In this appeal, Wymore does not raise any issue claiming an easement in the land.

[4] The deed provides:

Exception to warranties:   Restrictions, reservations and easements of record, and specifically excepting any claim to right, title or, interest made by P. Thomas Wymore as set forth in that certain affidavit as to ownership bearing date of June 18, 1999 and recorded June 18, 1999 in the office of the Register of Deeds in and for Rusk County, Wisconsin, appearing in Volume 357 of Records at Page 73 as Document No. 263340.

 

[5] In his reply brief, Wymore argues for the first time that as a “lawful farm occupant” of government-acquired land, he has a “statutory right to be paid so-called relocation benefits” as a "tenant displaced person” under Wis. Stat. §§ 32.19(2)(i), 32.19(4m)(b) and 32.19(3).  We do not address issues raised for the first time in a reply brief.

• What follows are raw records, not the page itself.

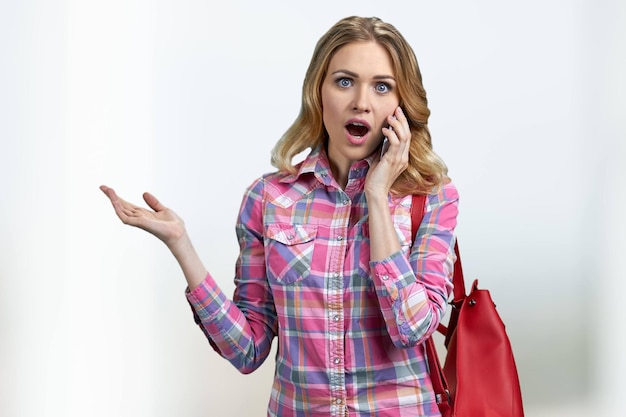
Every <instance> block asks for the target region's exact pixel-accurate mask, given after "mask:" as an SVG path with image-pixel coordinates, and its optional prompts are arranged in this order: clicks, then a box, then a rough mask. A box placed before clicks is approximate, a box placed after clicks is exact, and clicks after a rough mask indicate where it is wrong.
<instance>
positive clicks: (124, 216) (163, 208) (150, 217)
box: [100, 185, 185, 246]
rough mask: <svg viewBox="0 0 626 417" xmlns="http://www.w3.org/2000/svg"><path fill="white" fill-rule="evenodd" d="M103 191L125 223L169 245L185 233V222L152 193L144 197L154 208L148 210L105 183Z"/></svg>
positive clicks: (173, 211) (177, 239)
mask: <svg viewBox="0 0 626 417" xmlns="http://www.w3.org/2000/svg"><path fill="white" fill-rule="evenodd" d="M100 189H101V190H102V192H103V193H104V194H105V195H106V196H107V197H108V198H109V200H110V201H111V204H112V205H113V209H115V214H117V216H118V217H119V218H120V220H121V221H122V222H123V223H124V224H128V225H130V226H135V227H138V228H140V229H143V230H145V231H147V232H149V233H151V234H153V235H154V236H156V237H158V238H159V239H161V240H162V241H163V242H164V243H165V244H166V245H167V246H170V245H172V244H173V243H176V242H177V241H178V240H179V239H180V238H181V237H182V236H183V235H184V234H185V224H184V222H183V220H182V219H181V218H180V217H178V215H177V214H176V213H174V211H172V210H170V209H169V208H167V207H165V206H164V205H163V204H161V203H160V202H159V200H157V198H156V197H155V196H153V195H152V194H150V193H144V194H143V199H144V201H145V202H146V204H147V205H148V206H149V207H150V208H151V209H152V210H148V209H146V208H143V207H139V206H137V205H135V204H132V203H129V202H128V201H126V200H124V199H122V198H120V197H119V196H118V195H117V194H116V193H115V191H114V190H113V189H112V188H110V187H107V186H106V185H103V186H101V187H100Z"/></svg>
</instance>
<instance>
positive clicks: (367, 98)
mask: <svg viewBox="0 0 626 417" xmlns="http://www.w3.org/2000/svg"><path fill="white" fill-rule="evenodd" d="M352 109H353V110H354V111H356V112H359V113H361V112H364V113H369V112H370V110H371V103H370V97H369V92H368V90H367V88H363V87H362V88H355V89H354V97H353V103H352Z"/></svg>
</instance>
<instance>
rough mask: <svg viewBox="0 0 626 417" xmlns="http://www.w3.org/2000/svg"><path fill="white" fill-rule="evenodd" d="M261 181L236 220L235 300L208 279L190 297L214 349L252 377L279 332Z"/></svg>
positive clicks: (262, 189)
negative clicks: (266, 267) (277, 331)
mask: <svg viewBox="0 0 626 417" xmlns="http://www.w3.org/2000/svg"><path fill="white" fill-rule="evenodd" d="M262 207H263V182H262V180H260V181H257V182H256V183H255V184H253V186H252V187H250V188H249V189H248V190H247V192H246V195H245V196H244V199H243V202H242V205H241V210H240V212H239V218H238V221H237V228H236V230H237V239H238V241H239V246H240V253H239V257H238V259H237V265H236V271H235V294H234V296H233V301H231V300H228V299H227V297H226V296H225V295H224V294H223V293H222V292H221V291H220V290H219V288H218V287H217V285H216V284H215V283H214V281H213V279H212V277H211V276H210V275H209V276H207V279H206V280H205V281H204V282H202V283H201V285H200V286H198V287H197V288H196V289H195V290H193V291H189V292H188V293H187V299H188V300H189V303H190V304H191V306H192V309H193V310H194V317H195V319H196V323H198V325H199V326H200V328H201V329H202V331H203V332H204V334H205V335H206V336H207V338H208V339H209V341H210V342H211V345H212V346H213V348H214V349H215V350H216V351H217V352H218V353H220V355H222V356H223V357H224V358H226V359H227V360H228V361H229V362H231V363H232V364H233V366H235V367H236V368H237V369H238V370H239V371H240V372H242V373H250V372H252V371H254V370H255V369H257V368H258V367H259V366H260V365H261V364H262V363H263V362H264V361H265V359H266V358H267V357H268V355H269V353H270V348H271V344H272V340H273V338H274V336H275V335H276V333H277V331H278V320H277V318H276V310H275V308H274V299H273V297H272V292H271V289H270V287H269V283H268V282H267V279H266V276H265V249H264V244H263V212H262V211H263V210H262Z"/></svg>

There is no reason that this court should take a rare departure from this rule.  It is self-evident that the trial court could not err by failing to address an issue that was not advanced.  A party must raise an issue with some prominence to allow the court to address the issue and make a ruling.  See State v. Salter, 118 Wis. 2d 67, 79, 346 N.W.2d 318 (Ct. App. 1984).  Wymore’s failure to do so constitutes abandonment of the issue in the trial court.  See Zeller v. Northrup King Co., 125 Wis. 2d 31, 35, 370 N.W.2d 809 (Ct. App. 1985).